Ana Maria Coelho Carvalho*

No dia anterior ao casamento da minha filha, na Península de Maraú, BA, fomos conhecer a comunidade de Ambuba, onde viviam os pais e irmãos do meu genro. O Zé, meu marido, achava que lhe faltava preparo físico para a aventura. Mas penso que ficou tentado a ir, ao saber que prepararam para nós um almoço com camarão pitu e galinha caipira. Criou coragem e lá fomos nós, um grupo de oito pessoas.
Os carros ficaram parados numa “currutela” e pegamos o “caminho da roça”, um atrás do outro. Passamos por uma vegetação densa e pelo seringal. Chegamos ao manguezal escorregadio, cinzento e pegajoso. Fotos com lama até o joelho, para a posteridade. Depois, a travessia no rio, dois a dois na canoinha. A subida no morro com inclinação de 45°, usando os pés e as mãos (ou seja, de “gatinhas”). Chegamos à casinha humilde, de pau-a-pique, limpinha e aconchegante. Chão de terra, fogão à lenha, água de mina para beber. Galinhas no quintal, pés de cacau , de côco e de graviola. Conhecemos a grande família do genro: a mãe, falante e disposta, com nome de rainha: Elizabeth. O pai, oito irmãos, as sobrinhas, primos. As casinhas suspensas de madeira, tipo Tarzan, no meio da vegetação exuberante, onde os homens solteiros dormem. O rio bonito, onde tomam banho, buscam água e lavam roupa. As pinguelas roliças de dois paus, cada um rolando para um lado. O almoço gostoso debaixo de árvores, sentados nos banquinhos de “tauba”, como dizem por lá.
Depois, o retorno. Optou-se por subir o rio de canoa e chegar até nas proximidades dos carros, ao invés de voltar pelo mangue. Acontece que a canoa era simplesmente um tronco de madeira, comprido e grosso, com um buraco esculpido no centro, no sentido longitudinal. E deveria transportar oito pessoas, entre elas o Zé, que tem pavor de água e medo de morrer afogado. No que entramos cinco pessoas na canoa, a água entrou também. O Zé começou a falar: “Pára, pára, tô fora”, mas não conseguia sair porque estava bem encaixadinho no buraco talhado na madeira, ocupando todo o espaço (ou seja, entalado).
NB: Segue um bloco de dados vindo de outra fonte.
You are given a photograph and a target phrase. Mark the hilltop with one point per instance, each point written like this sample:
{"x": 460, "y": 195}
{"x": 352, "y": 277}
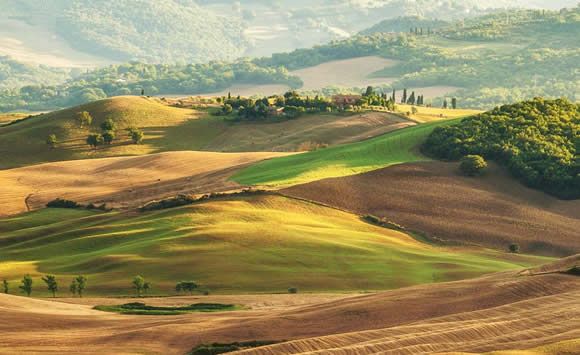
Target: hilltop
{"x": 169, "y": 128}
{"x": 270, "y": 243}
{"x": 506, "y": 311}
Pânico, gritos de “pare a canoa” (mas ela ainda nem tinha saído do lugar). Resolveu-se o problema com dois indo de caiaque, embora sem saber remar muito bem. No final, salvaram-se todos. De barriga cheia, mas suados, sujos, cansados e com pernas cortadas por capim navalha.
Era um outro mundo. As moças da cidade, que foram para o casamento, passaram uma noite em Ambuba. Dormiram em uma casinha suspensa de madeira e acharam a glória passar uma noite na floresta (mas vai viver lá, vai). Uma delas escovou os dentes e passou fio dental. Toda ecológica, não querendo poluir a floresta, perguntou ao moço, dono da casinha, onde havia um cestinho de lixo. O moço ficou boquiaberto: além de não ter cestinho, jamais ouviu falar em fio dental.
Outro caso foi quando o Zé queria consertar o chuveiro da casa da minha filha e precisava de um ajudante. Perguntou para os presentes quem entendia de eletricidade. O genro respondeu: “Ninguém” (lá na comunidade vivem sem energia, acendem fogueira à noite). Mesmo assim, genro e sogro trabalharam em uníssono, consertaram o chuveiro e ninguém morreu eletrocutado.
Este foi mais um capítulo da novela da vida da minha filha. O enredo e as tramas vão acontecendo e quando a gente percebe, mesmo sem querer, está no elenco dos atores principais. Haja coração e preparo físico.